Menakar Yusril, Usai P3 Djan Faridz Mendukungnya
Harapan cerah bagi Pak Yusri mulai ada titik terang. Salah satu parpol yang memiliki kursi telah menyatakan dukungannya. P3 kubu Pak Djan F telah menetapkan cagub DKI. Tentu tidak bisa dinyatakan bahwa ini telah jadi, karena mau tidak mau, toh P3 belum ada kesatuan organisasi. Meskipun MA telah menetapkan, kubu Romi juga belum menerima itu sebagai bagian utuh, demikian juga kubu satunya. Meski titik terang masih juga gelap.
Konsekuensi selanjutnya adalah, siapa wakil yang pantas digandeng, selain itu suara P3 juga belum cukup untuk menjadi kendaraan. Jelas tidak mungkin dari P3 sendiri, dengan demikian mengecewakan Pak Lulung. Ada friksi baru bisa tercipta. Potensi perpecahan bisa timbul, meskipun tidak begitu besar sebagaimana adanya kubu Romi dan Djan.
P3, usai, bagaimana partai lain, misalnya Gerindra juga mau berkolaborasi menjadi kendaraan pak Yusril, kira-kira siapa yang akan menjadi DKI-2? M. Sanusi, telah teranulir, apakah abangnya? Jika Taufik mudah dihancur leburkan dengan isu M. Sanusi dan masa lalunya. Jelas tidak menguntungkan. Sandiaga Uno yang getol juga menjadi DKI-1, apakah dengan rela hati mau menjadi wakil Profesor Yusril? Jika ada kesamaan ide dan mau, jelas Gerindra dan P3, bisa ada PKS yang akan mau dengan suka rela membantu.
Golkar masih adem-adem saja, pasca Tantowi Yahya yang lebih memilih realistis bertarung di Banten, belum lagi ada suara yang jelas mengusung siapa. Penjaringan atau pendaftaran sih semua juga melakukan, keputusan bisa saja jauh berbeda. Konsolidasi ke dalam lebih mengemuka, energi elit Golkar hari-hari ini. kelihatannya menunggu PDI-P mau mengarah ke mana dan di sanalah ramai-ramai didukung. Sekali dayung dua tiga pulau terlampaui, mau mepet untuk dapat kursi menteri dan DKI-1 tentu jauh lebih realistis bagi Jakarta.
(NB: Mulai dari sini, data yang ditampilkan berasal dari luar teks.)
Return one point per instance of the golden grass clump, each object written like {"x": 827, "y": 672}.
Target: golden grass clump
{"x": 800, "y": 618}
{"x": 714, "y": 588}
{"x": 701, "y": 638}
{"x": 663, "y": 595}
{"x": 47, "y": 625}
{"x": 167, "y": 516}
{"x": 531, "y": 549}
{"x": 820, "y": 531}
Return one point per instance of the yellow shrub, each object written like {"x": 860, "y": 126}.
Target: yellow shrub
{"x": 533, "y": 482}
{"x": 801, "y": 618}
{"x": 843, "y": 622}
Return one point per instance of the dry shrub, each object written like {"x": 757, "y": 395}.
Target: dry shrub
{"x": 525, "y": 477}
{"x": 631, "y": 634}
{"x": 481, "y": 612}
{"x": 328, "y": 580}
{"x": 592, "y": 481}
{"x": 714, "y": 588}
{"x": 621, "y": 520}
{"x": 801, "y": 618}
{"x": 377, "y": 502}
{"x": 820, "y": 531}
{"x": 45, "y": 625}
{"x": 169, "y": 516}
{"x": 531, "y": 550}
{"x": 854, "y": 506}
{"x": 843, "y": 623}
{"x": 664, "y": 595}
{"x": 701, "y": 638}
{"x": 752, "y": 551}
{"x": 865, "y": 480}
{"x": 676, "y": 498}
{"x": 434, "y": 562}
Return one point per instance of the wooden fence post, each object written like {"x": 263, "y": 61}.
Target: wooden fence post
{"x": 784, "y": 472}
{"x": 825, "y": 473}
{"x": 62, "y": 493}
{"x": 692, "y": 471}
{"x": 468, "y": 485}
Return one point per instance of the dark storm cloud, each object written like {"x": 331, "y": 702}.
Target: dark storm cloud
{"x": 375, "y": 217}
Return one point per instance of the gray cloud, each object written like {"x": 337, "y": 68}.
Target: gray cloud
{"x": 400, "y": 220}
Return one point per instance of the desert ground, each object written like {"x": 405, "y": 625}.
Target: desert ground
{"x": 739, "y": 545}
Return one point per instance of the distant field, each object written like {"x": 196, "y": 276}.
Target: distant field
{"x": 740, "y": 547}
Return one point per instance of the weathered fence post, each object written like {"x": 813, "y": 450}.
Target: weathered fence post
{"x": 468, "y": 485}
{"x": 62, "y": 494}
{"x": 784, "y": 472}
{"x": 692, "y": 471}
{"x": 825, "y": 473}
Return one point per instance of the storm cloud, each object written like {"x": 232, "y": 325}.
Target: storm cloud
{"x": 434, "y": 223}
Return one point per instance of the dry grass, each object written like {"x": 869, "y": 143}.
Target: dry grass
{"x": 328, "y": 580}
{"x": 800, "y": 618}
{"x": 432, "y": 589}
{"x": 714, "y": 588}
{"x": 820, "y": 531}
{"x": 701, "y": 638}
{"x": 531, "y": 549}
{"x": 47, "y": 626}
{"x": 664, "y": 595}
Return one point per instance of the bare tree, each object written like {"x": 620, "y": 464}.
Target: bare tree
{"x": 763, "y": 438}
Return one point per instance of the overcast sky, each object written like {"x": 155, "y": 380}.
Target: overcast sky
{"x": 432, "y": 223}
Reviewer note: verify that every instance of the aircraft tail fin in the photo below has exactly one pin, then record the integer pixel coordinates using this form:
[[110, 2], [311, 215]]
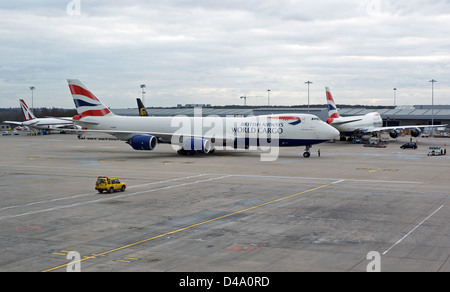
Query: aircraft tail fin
[[142, 111], [26, 112], [86, 102], [332, 108]]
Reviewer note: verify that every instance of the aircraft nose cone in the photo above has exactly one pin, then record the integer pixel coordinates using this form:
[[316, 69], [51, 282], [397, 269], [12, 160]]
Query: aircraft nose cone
[[332, 132]]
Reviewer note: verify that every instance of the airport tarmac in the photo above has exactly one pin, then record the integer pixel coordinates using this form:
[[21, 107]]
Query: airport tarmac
[[228, 211]]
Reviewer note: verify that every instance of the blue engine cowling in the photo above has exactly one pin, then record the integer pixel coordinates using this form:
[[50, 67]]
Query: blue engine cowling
[[143, 142], [394, 133], [416, 132], [197, 145]]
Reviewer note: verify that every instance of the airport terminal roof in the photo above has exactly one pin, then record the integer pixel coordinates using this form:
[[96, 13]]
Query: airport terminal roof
[[417, 112]]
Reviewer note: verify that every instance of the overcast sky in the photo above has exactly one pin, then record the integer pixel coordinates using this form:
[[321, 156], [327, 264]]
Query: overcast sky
[[199, 51]]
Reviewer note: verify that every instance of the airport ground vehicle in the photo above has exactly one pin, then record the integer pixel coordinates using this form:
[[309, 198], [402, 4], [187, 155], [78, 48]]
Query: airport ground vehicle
[[109, 184], [412, 145], [436, 150]]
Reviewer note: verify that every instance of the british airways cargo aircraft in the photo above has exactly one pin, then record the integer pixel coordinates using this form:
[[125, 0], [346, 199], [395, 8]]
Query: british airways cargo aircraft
[[199, 134]]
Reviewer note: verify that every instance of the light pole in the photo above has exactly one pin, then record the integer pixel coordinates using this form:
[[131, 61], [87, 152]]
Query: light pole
[[432, 103], [142, 87], [395, 95], [32, 88], [308, 82]]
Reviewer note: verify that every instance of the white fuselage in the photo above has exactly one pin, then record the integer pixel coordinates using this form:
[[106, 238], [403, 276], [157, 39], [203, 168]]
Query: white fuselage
[[288, 129], [47, 123]]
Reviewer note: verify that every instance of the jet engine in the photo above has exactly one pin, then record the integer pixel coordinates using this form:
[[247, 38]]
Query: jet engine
[[143, 142], [394, 133], [416, 132], [197, 145]]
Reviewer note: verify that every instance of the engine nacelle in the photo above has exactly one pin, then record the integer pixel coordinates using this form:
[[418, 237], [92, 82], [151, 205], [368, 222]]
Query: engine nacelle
[[143, 142], [416, 132], [197, 145], [394, 133]]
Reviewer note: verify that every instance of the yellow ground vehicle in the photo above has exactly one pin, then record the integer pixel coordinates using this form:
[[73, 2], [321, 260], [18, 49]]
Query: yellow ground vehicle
[[109, 184]]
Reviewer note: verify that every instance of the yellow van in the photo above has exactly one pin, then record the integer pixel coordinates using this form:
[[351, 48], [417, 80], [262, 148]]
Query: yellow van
[[109, 184]]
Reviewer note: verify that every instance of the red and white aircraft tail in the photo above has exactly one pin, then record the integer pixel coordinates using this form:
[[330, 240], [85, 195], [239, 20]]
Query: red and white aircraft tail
[[26, 112], [332, 108], [86, 102]]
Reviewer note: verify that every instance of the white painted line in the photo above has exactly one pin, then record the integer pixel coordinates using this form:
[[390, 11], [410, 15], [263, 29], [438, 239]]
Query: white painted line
[[417, 226], [339, 181]]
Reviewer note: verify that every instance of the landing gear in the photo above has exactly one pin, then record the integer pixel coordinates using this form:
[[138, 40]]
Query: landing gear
[[307, 154]]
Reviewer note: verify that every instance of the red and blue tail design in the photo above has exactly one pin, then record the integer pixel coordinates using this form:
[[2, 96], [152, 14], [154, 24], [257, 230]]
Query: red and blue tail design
[[332, 109], [26, 112], [85, 101]]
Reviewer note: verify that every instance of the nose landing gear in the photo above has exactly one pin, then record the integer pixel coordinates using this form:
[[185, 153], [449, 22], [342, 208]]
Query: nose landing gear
[[307, 154]]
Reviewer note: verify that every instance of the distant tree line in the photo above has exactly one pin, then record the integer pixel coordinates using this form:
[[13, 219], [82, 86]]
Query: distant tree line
[[15, 114]]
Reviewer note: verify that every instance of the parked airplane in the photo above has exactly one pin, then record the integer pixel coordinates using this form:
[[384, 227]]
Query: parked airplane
[[199, 134], [41, 123], [142, 110], [369, 123]]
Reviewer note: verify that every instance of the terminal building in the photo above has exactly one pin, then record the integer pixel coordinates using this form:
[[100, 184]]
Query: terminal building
[[392, 116]]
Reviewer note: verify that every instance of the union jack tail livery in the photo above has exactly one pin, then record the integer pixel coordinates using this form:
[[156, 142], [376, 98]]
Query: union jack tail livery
[[86, 102], [26, 112], [332, 109]]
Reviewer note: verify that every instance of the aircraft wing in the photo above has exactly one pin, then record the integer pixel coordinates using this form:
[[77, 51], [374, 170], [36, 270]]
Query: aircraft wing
[[346, 122], [378, 129], [13, 123], [166, 137]]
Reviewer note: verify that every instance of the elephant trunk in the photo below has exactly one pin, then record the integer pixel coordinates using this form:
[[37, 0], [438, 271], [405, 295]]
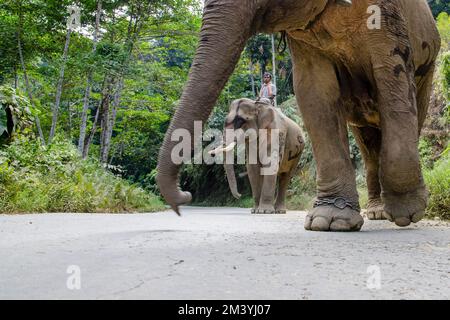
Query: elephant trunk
[[229, 170], [226, 28]]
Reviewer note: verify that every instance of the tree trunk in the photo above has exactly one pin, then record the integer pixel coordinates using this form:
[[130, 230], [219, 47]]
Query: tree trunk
[[88, 141], [252, 78], [59, 88], [27, 83], [110, 123], [87, 92], [274, 67]]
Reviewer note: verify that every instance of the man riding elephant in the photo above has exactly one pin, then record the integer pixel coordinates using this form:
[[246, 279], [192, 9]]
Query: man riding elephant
[[374, 77]]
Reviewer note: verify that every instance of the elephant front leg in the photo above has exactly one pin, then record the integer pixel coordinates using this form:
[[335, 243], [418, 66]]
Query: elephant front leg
[[369, 141], [255, 183], [267, 195], [280, 204], [403, 191], [318, 93]]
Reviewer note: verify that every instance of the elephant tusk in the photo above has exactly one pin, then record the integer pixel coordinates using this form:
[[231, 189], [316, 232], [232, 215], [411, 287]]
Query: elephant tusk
[[228, 148]]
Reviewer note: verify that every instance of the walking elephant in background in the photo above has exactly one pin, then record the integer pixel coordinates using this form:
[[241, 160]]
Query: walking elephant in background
[[252, 116], [347, 71]]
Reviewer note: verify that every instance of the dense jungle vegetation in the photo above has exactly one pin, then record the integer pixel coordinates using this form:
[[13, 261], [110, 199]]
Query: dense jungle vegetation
[[83, 112]]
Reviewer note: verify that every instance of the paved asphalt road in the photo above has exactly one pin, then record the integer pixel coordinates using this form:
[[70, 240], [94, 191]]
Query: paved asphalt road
[[217, 253]]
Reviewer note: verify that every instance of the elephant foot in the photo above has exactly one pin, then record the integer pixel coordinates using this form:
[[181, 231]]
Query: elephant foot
[[404, 208], [265, 210], [280, 209], [375, 210], [333, 217]]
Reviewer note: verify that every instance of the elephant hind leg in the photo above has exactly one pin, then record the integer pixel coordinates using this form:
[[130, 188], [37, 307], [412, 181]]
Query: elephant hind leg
[[369, 142], [280, 203], [403, 191]]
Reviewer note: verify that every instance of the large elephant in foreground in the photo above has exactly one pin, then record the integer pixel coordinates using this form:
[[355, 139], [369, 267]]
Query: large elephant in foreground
[[264, 121], [347, 71]]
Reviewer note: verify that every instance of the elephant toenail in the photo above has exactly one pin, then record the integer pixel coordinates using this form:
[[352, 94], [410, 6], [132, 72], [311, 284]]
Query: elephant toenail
[[417, 217], [402, 222], [388, 216]]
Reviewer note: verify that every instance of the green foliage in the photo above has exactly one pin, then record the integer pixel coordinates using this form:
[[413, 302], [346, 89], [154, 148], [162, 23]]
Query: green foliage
[[438, 183], [15, 114], [34, 178], [438, 6]]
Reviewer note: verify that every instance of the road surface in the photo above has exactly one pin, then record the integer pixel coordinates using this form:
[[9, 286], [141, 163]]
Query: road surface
[[217, 253]]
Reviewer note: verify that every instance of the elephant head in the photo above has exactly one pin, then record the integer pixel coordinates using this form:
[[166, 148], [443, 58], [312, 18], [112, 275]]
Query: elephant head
[[227, 25]]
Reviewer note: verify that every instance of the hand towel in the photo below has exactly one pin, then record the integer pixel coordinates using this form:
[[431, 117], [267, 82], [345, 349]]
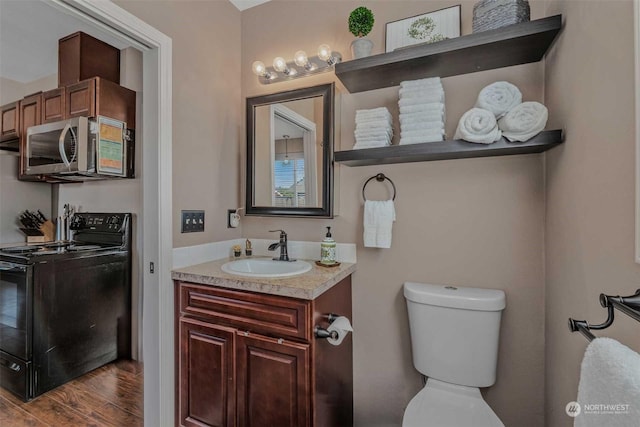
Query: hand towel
[[421, 82], [422, 139], [609, 375], [433, 107], [379, 216], [499, 98], [524, 121], [478, 125]]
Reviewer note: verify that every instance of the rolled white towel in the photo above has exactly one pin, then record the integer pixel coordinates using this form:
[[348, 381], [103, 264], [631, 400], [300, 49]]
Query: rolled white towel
[[403, 102], [524, 121], [499, 98], [433, 107], [408, 140], [421, 82], [478, 125]]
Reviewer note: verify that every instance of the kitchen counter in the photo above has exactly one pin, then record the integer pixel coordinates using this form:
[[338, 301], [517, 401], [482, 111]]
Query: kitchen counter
[[306, 286]]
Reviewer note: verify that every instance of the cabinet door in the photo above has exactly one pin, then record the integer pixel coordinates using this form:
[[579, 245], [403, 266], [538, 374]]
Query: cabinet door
[[206, 389], [273, 379], [10, 121], [81, 99], [30, 115], [53, 105]]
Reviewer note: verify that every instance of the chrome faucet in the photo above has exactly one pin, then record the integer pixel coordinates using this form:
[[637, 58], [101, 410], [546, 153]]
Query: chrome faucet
[[282, 244]]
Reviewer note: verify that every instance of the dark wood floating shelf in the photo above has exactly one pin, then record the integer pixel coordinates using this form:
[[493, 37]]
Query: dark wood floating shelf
[[510, 45], [446, 150]]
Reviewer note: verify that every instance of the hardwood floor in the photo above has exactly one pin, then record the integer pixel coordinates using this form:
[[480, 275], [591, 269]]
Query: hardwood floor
[[108, 396]]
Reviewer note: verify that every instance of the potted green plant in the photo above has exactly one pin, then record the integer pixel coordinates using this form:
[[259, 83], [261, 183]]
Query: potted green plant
[[360, 24]]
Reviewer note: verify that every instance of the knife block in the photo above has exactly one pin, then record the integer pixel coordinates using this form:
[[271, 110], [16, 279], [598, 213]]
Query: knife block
[[48, 233]]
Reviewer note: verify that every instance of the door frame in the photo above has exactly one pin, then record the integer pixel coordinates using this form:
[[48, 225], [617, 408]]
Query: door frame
[[157, 286]]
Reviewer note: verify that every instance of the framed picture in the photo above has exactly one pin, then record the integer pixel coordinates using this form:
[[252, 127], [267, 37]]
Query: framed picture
[[426, 28]]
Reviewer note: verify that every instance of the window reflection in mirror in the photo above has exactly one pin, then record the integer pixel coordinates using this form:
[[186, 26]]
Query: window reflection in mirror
[[289, 148]]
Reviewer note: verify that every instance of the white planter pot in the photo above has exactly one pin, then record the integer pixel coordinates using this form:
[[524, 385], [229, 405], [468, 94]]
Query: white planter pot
[[361, 47]]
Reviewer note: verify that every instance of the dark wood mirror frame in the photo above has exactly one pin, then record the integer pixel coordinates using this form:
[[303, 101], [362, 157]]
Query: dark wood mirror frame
[[327, 92]]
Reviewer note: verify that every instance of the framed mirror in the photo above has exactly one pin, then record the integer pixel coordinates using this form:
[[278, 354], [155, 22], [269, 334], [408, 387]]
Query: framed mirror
[[290, 153]]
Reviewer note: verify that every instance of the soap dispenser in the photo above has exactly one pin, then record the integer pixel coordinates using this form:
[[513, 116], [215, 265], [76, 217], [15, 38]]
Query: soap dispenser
[[328, 249]]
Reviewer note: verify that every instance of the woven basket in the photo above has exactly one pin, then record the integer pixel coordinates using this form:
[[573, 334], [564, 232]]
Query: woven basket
[[492, 14]]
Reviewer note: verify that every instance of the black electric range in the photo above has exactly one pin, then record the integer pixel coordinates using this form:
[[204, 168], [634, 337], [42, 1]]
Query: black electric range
[[65, 307]]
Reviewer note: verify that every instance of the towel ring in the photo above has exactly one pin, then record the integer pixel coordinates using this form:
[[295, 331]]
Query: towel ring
[[380, 178]]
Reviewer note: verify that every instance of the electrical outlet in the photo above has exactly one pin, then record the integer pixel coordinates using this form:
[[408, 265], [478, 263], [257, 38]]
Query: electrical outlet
[[192, 221]]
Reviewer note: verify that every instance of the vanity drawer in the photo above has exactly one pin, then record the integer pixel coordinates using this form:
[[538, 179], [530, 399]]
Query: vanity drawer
[[267, 314]]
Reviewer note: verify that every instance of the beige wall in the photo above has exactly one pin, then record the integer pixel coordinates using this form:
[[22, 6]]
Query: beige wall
[[206, 109], [589, 187], [477, 222]]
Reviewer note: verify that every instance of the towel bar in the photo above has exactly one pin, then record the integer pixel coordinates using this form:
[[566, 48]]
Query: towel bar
[[628, 305], [380, 177]]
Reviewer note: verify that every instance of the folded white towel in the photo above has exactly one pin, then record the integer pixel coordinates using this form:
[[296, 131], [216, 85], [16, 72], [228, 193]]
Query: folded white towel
[[524, 121], [423, 132], [499, 98], [426, 118], [379, 216], [376, 113], [421, 126], [403, 102], [434, 107], [373, 132], [424, 95], [424, 138], [421, 82], [609, 375], [478, 125]]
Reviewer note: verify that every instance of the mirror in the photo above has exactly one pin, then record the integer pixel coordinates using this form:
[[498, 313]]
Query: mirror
[[290, 153]]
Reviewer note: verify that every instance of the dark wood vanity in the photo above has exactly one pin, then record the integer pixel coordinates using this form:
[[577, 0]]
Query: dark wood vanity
[[245, 358]]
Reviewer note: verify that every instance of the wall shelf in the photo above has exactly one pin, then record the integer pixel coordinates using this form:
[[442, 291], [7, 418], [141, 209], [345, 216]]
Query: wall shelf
[[510, 45], [446, 150]]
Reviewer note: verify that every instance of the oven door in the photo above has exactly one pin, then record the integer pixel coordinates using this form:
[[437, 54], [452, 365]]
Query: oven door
[[16, 305]]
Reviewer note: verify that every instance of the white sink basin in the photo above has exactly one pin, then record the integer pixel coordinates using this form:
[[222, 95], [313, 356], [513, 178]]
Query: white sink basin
[[264, 267]]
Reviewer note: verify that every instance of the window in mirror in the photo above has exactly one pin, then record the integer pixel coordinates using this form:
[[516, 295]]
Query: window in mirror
[[289, 153]]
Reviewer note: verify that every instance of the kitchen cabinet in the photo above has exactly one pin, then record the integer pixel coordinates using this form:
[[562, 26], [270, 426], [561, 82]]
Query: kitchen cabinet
[[10, 121], [53, 105], [100, 97], [251, 359]]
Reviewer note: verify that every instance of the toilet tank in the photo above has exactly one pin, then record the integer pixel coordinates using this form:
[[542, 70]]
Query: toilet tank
[[455, 332]]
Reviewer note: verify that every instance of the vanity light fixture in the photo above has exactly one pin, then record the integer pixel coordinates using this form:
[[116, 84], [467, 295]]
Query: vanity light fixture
[[301, 65]]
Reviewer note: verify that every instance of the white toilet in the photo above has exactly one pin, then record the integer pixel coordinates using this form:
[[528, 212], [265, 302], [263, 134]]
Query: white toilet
[[454, 338]]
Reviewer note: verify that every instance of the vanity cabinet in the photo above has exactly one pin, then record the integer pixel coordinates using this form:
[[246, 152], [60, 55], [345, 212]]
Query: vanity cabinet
[[251, 359]]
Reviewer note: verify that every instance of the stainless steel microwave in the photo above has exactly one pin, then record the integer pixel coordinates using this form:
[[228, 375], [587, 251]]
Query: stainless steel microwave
[[80, 148]]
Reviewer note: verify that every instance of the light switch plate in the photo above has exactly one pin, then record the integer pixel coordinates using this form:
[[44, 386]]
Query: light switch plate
[[192, 221]]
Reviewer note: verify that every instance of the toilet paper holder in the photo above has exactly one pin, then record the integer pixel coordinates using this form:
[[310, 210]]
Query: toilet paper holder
[[323, 333]]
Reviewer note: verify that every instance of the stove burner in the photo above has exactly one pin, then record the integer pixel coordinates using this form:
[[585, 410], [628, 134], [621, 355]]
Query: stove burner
[[20, 249], [75, 248]]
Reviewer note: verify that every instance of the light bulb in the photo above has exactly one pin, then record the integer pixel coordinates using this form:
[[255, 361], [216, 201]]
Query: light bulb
[[279, 64], [300, 58], [324, 52], [258, 68]]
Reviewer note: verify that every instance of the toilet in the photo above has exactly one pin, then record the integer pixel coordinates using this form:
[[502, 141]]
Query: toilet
[[454, 340]]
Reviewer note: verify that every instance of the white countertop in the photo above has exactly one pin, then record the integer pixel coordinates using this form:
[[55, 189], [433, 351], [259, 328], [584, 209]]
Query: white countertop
[[304, 286]]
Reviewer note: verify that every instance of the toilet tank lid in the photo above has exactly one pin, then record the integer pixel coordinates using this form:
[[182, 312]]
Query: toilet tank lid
[[455, 296]]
Demokrat, paling banyak calon yang diungkap, ada Ibas, ada Roy, ada Bu Any, Nara sudah mengatakan tidak. Bisa saja Demokrat mengusungnya dengan menyandingkan dengan Ibas agar belajar mengelola pemerintahan. Sangat realistis. Kalau Bu Any tentu tidak akan mungkin dua gubernur tanpa ada wakil. Dua kandidat yang mau mengarah istana dengan melompat dari DKI-1. Masih ada peluang.
PDI-P sudah artikel lalu membahas panjang lebar mengenai PDI-P yang lebih dirugikan jika mengusung Pak Yusril, setelah menyatakan Pak Ganjar dan Bu Risma dibutuhkan daerah masing-masing, lebih realistis mengusung Pak Jarot, jika bukan kembali ke selera asal Pak Ahok.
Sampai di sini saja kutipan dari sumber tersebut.